Posters showing dark shadows cast along the ground or wall when the heat of nuclear radiation annihilated the person or thing that had been there. Pictures of what had been and what remained after city-leveling blasts.

Posters depicting the devastation of those who grew up after exposure to intense radiation.

hiroshima aftermath a leveled area of a city

 

As part of the Peace and Remembrance Series taking place at Elizabethtown College this month, 30 posters are on display in High Library through Nov. 17 as a reminder of the sobering reality of nuclear weapons and the importance of peace.

“I want people to think that it shouldn’t happen again in the future,” said event coordinator and Elizabethtown College professor of Japanese, Nobuaki Takahashi. With anything, memories begin to fade, and people forget, leaving it open for the horrors to be repeated. “We must be kept reminded.”

Born in Japan in 1975, long after the bombs were dropped by the United States on Hiroshima and Nagasaki, Japan, in August 1945, Takahashi learned about the events in school. He knew it was important, but the gravity of nuclear war didn’t sink in until he left Japan in 1998, coming to the United States to finish his schooling and teach Japanese language. He coordinated a similar poster exhibit at a college in North Carolina.

I want people to think that [something like Hiroshima] shouldn’t happen again in the future…”

“It was a military-oriented area. There was a lot of negative reaction on the campus and in the community,” Takahashi said of the posters. A fellow professor personally attacked Takahashi, bringing up military misconduct in Japan. “He totally missed the point,” said Takahashi, stressing that he tries to be respectful of all opinions.

The Peace and Remembrance Series, and specifically the poster exhibit, is not about what the United States did or didn’t do. It was wartime, he said. “Just like in Japan, there are things we didn’t get right.” It’s not a question of whether or not the bombing—the only nuclear weapons used to date—was necessary; it’s about not repeating something so horrifying.

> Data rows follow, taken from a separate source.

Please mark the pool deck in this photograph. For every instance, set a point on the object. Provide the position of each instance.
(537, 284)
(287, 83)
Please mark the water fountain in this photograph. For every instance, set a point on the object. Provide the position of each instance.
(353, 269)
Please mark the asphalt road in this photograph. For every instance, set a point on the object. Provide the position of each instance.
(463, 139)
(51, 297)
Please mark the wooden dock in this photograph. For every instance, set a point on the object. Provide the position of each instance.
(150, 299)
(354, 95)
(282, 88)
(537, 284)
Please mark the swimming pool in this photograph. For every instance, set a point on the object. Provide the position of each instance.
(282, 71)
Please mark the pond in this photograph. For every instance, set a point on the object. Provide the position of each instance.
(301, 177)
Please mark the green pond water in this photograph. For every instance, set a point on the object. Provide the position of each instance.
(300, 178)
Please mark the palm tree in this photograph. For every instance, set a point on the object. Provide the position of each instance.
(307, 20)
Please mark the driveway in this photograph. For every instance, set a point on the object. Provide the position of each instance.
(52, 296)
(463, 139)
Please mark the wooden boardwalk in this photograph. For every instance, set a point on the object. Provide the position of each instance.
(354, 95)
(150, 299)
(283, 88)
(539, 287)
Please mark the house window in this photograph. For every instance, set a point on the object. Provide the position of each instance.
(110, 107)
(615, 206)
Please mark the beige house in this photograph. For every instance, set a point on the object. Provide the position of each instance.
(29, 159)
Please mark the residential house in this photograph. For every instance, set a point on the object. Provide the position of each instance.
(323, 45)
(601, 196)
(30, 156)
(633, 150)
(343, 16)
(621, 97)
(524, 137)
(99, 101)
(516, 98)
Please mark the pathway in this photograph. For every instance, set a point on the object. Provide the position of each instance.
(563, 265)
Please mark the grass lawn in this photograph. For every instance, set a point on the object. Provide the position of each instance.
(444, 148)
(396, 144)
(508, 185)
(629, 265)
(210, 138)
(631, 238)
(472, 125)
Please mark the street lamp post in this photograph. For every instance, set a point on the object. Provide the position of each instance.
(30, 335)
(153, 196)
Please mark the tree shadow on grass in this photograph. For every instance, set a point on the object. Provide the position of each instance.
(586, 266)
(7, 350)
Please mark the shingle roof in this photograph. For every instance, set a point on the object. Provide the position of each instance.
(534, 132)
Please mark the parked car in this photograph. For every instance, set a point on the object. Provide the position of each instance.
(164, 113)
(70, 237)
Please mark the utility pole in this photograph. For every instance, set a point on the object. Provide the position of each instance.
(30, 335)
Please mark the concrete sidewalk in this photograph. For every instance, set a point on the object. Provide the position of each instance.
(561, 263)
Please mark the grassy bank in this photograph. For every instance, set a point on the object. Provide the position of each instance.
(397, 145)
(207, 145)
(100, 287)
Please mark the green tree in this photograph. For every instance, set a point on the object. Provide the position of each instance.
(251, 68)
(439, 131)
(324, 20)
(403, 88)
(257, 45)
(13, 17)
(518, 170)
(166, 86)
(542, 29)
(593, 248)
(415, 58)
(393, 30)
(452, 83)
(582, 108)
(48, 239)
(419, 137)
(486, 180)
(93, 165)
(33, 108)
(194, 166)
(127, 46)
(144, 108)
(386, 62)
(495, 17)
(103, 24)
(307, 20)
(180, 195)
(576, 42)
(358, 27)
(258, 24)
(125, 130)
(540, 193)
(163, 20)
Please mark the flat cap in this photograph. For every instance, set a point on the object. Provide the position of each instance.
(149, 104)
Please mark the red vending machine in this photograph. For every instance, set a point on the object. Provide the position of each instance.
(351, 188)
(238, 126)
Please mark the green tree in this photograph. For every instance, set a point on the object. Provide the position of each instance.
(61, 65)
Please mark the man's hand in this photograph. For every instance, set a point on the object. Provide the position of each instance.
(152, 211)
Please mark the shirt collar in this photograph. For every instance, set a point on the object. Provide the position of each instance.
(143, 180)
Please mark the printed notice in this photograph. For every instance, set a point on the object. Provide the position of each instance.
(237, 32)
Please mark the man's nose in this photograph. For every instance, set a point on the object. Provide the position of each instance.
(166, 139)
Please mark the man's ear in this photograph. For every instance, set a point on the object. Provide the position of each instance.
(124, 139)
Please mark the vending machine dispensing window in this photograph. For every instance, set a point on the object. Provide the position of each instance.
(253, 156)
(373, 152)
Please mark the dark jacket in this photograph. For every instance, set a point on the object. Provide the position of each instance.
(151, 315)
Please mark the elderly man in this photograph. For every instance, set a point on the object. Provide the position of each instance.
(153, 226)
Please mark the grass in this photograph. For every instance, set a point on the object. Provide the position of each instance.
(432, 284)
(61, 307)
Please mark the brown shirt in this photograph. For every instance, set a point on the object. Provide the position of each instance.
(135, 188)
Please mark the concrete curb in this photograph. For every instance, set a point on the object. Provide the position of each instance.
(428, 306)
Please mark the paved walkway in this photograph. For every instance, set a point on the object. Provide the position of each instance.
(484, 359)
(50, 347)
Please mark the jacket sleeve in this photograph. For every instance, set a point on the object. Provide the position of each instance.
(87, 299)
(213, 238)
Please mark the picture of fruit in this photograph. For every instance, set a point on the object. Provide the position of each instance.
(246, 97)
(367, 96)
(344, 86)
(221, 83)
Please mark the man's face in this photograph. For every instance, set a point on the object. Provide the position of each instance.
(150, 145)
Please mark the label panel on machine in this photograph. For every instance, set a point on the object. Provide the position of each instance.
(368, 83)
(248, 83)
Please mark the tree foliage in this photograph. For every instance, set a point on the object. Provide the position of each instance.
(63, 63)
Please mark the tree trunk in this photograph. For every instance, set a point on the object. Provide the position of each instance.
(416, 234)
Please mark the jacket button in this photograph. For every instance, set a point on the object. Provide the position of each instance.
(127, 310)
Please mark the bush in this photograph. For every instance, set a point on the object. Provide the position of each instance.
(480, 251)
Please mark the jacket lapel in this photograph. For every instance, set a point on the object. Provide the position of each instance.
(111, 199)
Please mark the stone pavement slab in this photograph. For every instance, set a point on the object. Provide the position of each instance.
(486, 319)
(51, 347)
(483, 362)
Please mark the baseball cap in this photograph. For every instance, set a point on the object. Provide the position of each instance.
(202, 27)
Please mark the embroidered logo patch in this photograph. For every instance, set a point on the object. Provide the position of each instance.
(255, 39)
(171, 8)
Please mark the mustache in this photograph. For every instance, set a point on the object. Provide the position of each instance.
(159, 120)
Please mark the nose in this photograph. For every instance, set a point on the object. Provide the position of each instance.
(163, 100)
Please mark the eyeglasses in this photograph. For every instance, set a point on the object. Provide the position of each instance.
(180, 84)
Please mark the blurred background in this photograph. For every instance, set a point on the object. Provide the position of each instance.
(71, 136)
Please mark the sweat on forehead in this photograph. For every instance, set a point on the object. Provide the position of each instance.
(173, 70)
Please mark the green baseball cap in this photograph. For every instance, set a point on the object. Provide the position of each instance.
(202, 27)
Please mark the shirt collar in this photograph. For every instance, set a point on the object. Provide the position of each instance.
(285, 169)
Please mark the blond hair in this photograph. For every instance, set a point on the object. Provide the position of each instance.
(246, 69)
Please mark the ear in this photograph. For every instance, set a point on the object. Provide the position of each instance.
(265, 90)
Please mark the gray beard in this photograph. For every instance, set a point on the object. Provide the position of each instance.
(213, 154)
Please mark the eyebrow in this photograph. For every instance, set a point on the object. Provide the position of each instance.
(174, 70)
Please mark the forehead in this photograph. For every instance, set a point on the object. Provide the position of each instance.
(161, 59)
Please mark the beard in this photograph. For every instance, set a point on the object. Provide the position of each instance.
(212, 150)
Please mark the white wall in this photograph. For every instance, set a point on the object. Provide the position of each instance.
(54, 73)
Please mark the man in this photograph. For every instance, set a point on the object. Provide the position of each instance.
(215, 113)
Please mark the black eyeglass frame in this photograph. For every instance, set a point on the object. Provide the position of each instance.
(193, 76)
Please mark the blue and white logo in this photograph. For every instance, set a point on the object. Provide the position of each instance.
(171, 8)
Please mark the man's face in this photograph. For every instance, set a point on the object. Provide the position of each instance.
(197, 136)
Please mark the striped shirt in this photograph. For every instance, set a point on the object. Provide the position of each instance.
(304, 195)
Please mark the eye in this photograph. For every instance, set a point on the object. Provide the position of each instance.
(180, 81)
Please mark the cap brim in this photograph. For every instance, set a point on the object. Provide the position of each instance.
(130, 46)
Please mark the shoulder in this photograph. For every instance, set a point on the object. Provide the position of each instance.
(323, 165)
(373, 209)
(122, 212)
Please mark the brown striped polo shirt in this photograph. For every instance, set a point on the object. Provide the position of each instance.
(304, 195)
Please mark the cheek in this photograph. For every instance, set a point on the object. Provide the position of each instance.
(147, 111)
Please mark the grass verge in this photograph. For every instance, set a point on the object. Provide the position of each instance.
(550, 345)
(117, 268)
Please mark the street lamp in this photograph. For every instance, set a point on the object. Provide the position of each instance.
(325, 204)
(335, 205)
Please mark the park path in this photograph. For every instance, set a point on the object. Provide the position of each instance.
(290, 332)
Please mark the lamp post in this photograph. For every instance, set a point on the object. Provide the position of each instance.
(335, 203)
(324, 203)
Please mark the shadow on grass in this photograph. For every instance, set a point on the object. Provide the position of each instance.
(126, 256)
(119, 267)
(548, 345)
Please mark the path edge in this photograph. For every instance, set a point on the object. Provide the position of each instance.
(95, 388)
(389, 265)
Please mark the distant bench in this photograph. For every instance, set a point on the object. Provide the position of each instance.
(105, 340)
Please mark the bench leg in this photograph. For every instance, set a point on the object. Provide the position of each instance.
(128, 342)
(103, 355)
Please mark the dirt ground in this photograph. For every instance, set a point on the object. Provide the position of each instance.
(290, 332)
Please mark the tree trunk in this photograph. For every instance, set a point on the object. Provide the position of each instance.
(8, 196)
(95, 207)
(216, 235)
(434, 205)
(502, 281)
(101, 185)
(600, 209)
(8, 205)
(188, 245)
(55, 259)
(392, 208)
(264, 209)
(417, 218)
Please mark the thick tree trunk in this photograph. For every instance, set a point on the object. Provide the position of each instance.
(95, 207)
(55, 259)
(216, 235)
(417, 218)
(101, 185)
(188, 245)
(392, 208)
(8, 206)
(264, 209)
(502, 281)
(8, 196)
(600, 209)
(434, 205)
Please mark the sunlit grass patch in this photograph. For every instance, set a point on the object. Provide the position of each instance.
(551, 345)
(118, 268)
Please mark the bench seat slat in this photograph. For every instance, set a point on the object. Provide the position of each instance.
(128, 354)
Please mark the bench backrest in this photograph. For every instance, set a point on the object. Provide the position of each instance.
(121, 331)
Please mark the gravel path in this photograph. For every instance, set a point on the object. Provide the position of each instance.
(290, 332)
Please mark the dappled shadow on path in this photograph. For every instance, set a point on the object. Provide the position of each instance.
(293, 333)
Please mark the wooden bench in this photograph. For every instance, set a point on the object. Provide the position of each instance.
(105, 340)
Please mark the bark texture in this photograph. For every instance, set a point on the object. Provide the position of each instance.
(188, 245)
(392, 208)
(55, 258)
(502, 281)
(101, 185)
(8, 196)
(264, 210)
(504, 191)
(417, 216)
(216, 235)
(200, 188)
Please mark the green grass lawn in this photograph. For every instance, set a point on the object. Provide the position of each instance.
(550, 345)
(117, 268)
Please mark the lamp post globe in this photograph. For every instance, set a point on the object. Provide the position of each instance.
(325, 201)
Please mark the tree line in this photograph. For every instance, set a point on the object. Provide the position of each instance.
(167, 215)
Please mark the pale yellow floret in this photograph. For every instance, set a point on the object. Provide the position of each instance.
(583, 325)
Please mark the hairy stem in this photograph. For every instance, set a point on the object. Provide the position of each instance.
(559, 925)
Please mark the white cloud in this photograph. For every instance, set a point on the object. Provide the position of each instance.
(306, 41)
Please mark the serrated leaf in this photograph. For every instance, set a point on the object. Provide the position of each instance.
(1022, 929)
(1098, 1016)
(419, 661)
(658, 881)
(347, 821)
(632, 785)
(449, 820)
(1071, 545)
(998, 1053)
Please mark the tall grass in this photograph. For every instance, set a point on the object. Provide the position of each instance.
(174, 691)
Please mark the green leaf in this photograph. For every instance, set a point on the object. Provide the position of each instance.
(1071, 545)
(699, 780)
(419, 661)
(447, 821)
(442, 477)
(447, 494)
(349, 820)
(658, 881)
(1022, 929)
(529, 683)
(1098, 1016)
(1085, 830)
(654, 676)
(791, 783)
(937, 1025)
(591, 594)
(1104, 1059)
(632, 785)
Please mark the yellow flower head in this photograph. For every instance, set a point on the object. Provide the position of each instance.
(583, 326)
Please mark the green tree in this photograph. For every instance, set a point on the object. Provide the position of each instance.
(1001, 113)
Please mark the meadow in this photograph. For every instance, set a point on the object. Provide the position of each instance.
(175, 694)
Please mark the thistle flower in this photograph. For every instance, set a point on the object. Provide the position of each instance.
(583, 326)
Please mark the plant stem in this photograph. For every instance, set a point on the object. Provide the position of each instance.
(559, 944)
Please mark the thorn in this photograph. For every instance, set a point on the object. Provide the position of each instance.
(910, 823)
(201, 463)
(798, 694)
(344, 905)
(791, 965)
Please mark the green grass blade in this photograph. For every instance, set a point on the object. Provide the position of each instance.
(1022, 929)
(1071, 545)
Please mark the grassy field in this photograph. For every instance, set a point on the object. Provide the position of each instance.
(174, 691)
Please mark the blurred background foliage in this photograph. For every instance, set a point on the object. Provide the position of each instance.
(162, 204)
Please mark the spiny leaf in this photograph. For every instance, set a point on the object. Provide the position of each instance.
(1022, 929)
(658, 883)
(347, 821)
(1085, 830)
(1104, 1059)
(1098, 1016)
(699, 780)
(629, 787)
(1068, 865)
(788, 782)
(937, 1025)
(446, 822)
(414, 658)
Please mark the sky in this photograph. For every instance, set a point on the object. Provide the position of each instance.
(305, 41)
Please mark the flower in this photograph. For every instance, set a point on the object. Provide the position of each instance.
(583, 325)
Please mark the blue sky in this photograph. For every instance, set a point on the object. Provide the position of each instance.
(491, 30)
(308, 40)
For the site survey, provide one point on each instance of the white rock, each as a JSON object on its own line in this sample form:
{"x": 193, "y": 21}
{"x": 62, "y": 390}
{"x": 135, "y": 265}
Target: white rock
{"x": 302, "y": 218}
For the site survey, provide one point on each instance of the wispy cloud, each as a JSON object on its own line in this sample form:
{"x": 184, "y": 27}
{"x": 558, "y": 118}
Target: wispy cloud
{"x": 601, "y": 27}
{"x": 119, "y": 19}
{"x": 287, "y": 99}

Like anything, the memory of something that happened almost 70 years ago becomes less with each passing decade, he said. The display helps bring remind us and, by using posters, the message stays objective. “If I told the story, I would be biased,” he said. “Hearing something from a Japanese person would be interesting but would feel biased.”

The posters are numbered and displayed in a timeline progression of what happened. “I want (exhibit visitors) to realized whatever they didn’t know before,” Takahashi said. “I hope they reflect upon themselves after seeing the posters and question what took place.”

In addition to the poster exhibit, the Peace and Remembrance Series includes a film and a talk by    survivor Shigeko Sasamori.